To further evaluate the stability of the downstream segmentation from fusion methods, we conduct an additional variance analysis based on five-fold independently trained fusion models. It should be noted that the segmentation network is fixed in this experiment. Specifically, a pre-trained 3D VNet is used as an unchanged downstream evaluator, and no re-training or fine-tuning of the segmentation network is performed for different fusion methods. Therefore, the segmentation results mainly reflect the quality and stability of the fused images rather than the randomness introduced by segmentation model training.
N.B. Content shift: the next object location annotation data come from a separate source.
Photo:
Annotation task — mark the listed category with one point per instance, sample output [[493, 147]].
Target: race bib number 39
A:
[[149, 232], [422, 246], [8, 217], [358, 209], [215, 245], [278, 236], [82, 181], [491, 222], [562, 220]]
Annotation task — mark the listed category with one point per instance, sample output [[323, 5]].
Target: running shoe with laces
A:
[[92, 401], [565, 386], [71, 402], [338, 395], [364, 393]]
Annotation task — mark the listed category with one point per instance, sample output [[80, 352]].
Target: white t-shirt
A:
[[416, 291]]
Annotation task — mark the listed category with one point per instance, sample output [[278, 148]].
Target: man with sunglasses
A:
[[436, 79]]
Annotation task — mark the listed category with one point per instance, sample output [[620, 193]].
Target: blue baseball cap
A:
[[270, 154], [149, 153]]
For each fusion method, we generate fused images using models trained under five-fold cross validation. The same test cases for segmentation and evaluation protocol are used for all fusion methods. We report the mean and standard deviation of Dice and Hausdorff Distance (HD) across multiple runs. As shown in Figure 8, the proposed 3DWaFusion achieves consistently higher Dice scores and lower HD values than competing methods, while maintaining relatively small performance variance. These results indicate that the segmentation improvement brought by 3DWaFusion is stable and does not rely on a specific random initialization or data split of the fusion model.

4. Conclusions

In this work, we proposed a novel 3D Multi-scale Wavelet Convolutional Neural Network (3DWaFusion) for end-to-end 3D multimodal medical image fusion. By leveraging 3D discrete wavelet transform (3D DWT) for multi-frequency decomposition, global and local feature calibration (GLFC) for feature enhancement, pyramid group-wise multi-scale feature interaction (PGMF) for cross-modal information mining, and voxel-wise weighted averaging with 3D inverse discrete wavelet transform (3D IDWT) for artifact-free reconstruction, the proposed framework effectively suppresses spatial redundancy, enhances complementary anatomical and lesion features, and eliminates background artifacts. Extensive experiments on the BraTS2020 and Hecktor datasets demonstrate that 3DWaFusion outperforms state-of-the-art fusion methods in both subjective visual quality and objective quantitative metrics. Furthermore, downstream segmentation validation confirms that the fused images generated by our method significantly improve tumor segmentation accuracy, highlighting the clinical value of the proposed approach. Future work will focus on developing adaptive wavelet decomposition strategies, extending the framework to multiple inputs multimodal fusion tasks, and optimizing the model for real-time deployment on embedded clinical devices to facilitate its translation into clinical practice.